Madagascar: Archevêché d'Andohalo - Rencontre entre Odon Razanakolona et l'ambassadeur de France

L'archevêque d'Antananarivo, Monseigneur Odon Razanakolona, préside le FFKM jusqu'en 2021.

Selon l'ambassade de France à Madagascar, une rencontre a eu lieu entre l'archevêque d'Antananarivo, Odon Marie Razanakolona, et l'ambassadeur français, Christophe Bouchard. L'entrevue, dont une photo a été publiée sur le site de l'ambassade de France, a eu lieu le mardi 27 octobre dernier, à Andohalo, dans le bureau de l'archevêque d'Antananarivo, non moins président en exercice du Conseil œcuménique des églises chrétiennes ou FFKM. Haute en symbole, la rencontre entre les deux personnalités a vite fait le tour de la Capitale et fait l'objet de plusieurs supputations. Mais, selon l'ambassade de France, les échanges ont été focalisés sur les cultes et la présidence du Conseil œcuménique des églises chrétiennes.

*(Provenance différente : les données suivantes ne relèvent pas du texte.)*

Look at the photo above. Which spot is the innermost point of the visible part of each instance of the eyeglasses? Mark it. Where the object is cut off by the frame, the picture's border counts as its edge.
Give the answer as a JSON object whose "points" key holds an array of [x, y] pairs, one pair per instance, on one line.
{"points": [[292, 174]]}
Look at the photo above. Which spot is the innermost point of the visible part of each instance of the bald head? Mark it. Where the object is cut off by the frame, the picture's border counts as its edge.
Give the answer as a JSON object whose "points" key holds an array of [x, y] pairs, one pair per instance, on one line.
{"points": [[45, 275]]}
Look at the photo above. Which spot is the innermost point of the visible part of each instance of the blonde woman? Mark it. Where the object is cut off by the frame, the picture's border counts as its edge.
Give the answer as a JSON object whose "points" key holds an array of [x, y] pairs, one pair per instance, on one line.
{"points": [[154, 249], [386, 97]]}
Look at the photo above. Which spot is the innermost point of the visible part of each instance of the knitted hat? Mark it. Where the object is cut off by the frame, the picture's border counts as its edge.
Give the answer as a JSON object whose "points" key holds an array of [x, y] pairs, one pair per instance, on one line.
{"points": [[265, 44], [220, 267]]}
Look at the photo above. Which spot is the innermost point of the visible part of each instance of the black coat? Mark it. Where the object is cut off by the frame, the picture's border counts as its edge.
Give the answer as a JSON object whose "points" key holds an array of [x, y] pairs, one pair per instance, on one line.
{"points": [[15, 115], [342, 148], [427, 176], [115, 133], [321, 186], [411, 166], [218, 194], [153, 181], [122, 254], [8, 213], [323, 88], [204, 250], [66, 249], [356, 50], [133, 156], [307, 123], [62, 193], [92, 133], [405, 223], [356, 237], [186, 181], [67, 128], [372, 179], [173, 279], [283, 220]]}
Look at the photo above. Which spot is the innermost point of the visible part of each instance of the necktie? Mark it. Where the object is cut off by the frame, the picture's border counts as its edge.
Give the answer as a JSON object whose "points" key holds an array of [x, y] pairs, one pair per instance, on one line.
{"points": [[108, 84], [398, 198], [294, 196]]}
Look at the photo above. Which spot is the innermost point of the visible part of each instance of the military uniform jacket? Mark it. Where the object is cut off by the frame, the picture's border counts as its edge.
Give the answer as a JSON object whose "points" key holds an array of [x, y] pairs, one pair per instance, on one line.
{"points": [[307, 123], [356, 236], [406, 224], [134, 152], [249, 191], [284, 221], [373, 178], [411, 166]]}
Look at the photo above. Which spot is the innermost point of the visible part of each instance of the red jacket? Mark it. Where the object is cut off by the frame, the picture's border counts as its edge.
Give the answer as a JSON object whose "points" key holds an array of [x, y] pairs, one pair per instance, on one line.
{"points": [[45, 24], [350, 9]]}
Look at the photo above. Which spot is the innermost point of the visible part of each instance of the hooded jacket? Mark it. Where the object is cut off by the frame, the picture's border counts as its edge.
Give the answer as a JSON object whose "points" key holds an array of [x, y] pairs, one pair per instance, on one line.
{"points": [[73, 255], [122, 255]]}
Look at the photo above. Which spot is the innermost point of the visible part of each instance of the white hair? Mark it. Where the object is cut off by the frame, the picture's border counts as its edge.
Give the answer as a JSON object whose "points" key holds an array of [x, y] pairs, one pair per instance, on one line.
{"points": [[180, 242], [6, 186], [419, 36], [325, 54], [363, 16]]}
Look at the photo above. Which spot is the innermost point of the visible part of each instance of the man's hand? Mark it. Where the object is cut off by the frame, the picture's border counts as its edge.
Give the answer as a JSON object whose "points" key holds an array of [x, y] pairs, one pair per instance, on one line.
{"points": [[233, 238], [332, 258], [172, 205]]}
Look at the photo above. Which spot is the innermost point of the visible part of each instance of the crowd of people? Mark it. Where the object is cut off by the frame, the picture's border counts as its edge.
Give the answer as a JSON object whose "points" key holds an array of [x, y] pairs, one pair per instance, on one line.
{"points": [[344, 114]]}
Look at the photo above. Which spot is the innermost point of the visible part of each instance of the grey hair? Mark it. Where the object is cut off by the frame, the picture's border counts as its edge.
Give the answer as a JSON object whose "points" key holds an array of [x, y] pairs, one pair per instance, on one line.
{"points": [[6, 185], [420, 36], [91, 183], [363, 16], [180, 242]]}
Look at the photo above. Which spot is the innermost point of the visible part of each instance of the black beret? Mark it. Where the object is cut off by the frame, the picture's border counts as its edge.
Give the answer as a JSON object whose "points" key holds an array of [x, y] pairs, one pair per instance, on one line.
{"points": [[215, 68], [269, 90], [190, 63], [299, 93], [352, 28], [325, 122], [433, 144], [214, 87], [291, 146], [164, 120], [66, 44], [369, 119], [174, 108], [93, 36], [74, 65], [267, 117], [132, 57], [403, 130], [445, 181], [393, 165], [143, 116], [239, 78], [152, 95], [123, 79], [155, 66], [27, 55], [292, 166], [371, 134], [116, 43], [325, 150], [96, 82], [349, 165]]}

Cabinet. L'ambassadeur français n'est pas venu seul à cette rencontre mais accompagné par Paul Maillot Rafanoharana qui y a assisté également. C'est ce que témoignent les images diffusées par l'ambassade de France sur les réseaux sociaux. Cet ancien officier de la gendarmerie française d'origine malgache, de plus en plus actif dans les coulisses du pouvoir depuis un certain temps, a fait son entrée dans l'arène durant la période transitoire en 2009-2013. En 2011, il a fait un bref passage dans le cabinet du Président de la Transition, en tant que « conseiller diplomatique ». Mais il n'y a pas fait long feu. La publication de sa photo durant cette réunion avec l'archevêque d'Antananarivo est-il alors un signe de son retour sur le devant de la scène ? En tout cas, les relations entre Paul Maillot Rafanoharana et Christophe Bouchard, ambassadeur de France, sont au beau fixe.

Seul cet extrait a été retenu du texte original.